Con un discurso firme, Margarita Guerra recordó que después de décadas de abandono, el Magdalena empezó a ver transformaciones tangibles durante los gobiernos del movimiento Fuerza Ciudadana. Mencionó acueductos en zonas rurales, hospitales modernizados, vías terciarias rehabilitadas, escuelas reconstruidas, programas sociales, maquinaria amarilla y becas para jóvenes.
“Eso no es discurso, son obras. Y la gente lo sabe. Por eso nos acompaña. Porque no quiere volver atrás”, señaló, mientras los asistentes coreaban su nombre.
En los pueblos que visitó, los testimonios fueron similares. Campesinos, madres cabeza de hogar y jóvenes universitarios coincidieron en que los proyectos impulsados por Fuerza Ciudadana han marcado una diferencia en sus comunidades.
La estrategia del contacto directo
A diferencia de otros actos políticos donde predominan los escenarios cerrados o los discursos de tarima, Margarita Guerra ha optado por un contacto más directo, cara a cara con la gente. En los parques, en los mercados o en las calles, escucha, saluda y conversa. Ese estilo —que recuerda al de los primeros recorridos de Carlos Caicedo— parece estarle dando resultado.
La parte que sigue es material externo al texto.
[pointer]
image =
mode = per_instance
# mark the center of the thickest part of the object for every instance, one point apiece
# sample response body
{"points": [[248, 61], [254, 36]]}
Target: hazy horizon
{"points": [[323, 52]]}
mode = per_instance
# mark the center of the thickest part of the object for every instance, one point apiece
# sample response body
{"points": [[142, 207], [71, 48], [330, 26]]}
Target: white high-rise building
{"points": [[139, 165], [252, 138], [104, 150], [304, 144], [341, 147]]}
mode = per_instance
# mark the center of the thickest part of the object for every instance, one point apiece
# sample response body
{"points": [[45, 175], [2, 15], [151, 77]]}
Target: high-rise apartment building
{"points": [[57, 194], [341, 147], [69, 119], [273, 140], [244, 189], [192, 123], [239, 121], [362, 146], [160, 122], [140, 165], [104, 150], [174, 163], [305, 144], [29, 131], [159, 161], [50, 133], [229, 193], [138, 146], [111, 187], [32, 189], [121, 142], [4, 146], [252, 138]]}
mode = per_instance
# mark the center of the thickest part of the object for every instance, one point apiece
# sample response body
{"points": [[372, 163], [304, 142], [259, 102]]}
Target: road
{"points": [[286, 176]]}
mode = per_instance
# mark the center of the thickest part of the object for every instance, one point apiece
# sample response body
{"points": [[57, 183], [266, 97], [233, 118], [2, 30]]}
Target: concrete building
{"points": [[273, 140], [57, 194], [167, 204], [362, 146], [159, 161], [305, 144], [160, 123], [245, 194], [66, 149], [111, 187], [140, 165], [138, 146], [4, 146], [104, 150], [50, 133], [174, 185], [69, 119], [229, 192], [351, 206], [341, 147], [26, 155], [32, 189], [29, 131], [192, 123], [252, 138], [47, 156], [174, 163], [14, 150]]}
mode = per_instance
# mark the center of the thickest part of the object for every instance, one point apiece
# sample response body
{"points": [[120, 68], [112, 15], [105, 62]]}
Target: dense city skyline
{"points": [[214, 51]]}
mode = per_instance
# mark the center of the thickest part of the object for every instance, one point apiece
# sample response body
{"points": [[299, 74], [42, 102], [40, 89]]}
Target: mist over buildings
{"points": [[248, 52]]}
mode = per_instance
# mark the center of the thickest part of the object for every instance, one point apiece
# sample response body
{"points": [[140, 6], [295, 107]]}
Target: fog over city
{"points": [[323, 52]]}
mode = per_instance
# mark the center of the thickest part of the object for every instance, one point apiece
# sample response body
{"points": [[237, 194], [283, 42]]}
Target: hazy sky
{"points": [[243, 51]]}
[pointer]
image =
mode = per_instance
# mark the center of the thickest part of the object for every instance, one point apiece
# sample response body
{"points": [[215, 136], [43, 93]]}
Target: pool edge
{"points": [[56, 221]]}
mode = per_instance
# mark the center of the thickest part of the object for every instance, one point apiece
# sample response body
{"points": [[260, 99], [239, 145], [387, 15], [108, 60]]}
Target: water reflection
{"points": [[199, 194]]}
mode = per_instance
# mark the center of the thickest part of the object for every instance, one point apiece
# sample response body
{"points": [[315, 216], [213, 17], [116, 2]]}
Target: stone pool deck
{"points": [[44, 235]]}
“Muchos no la conocían, pero basta verla hablar para entender por qué ha crecido tanto su apoyo”, comentan en los municipios.
El 23 de noviembre, cita en las urnas
El mensaje que deja cada recorrido es uno: el pueblo no quiere retroceder. En palabras de Guerra, “los magdalenenses saben quién les cumplió y quién solo prometió”. Por eso, asegura, no se trata de triunfalismo, sino de confianza en el trabajo hecho y en la continuidad de un modelo de gobierno que ha puesto la gestión social en el centro.
El próximo 23 de noviembre, las urnas del Magdalena serán el termómetro de esa confianza. Por ahora, los recorridos de Margarita Guerra confirman que el color naranja sigue vivo, y que en los pueblos, el respaldo no se pide: se siente.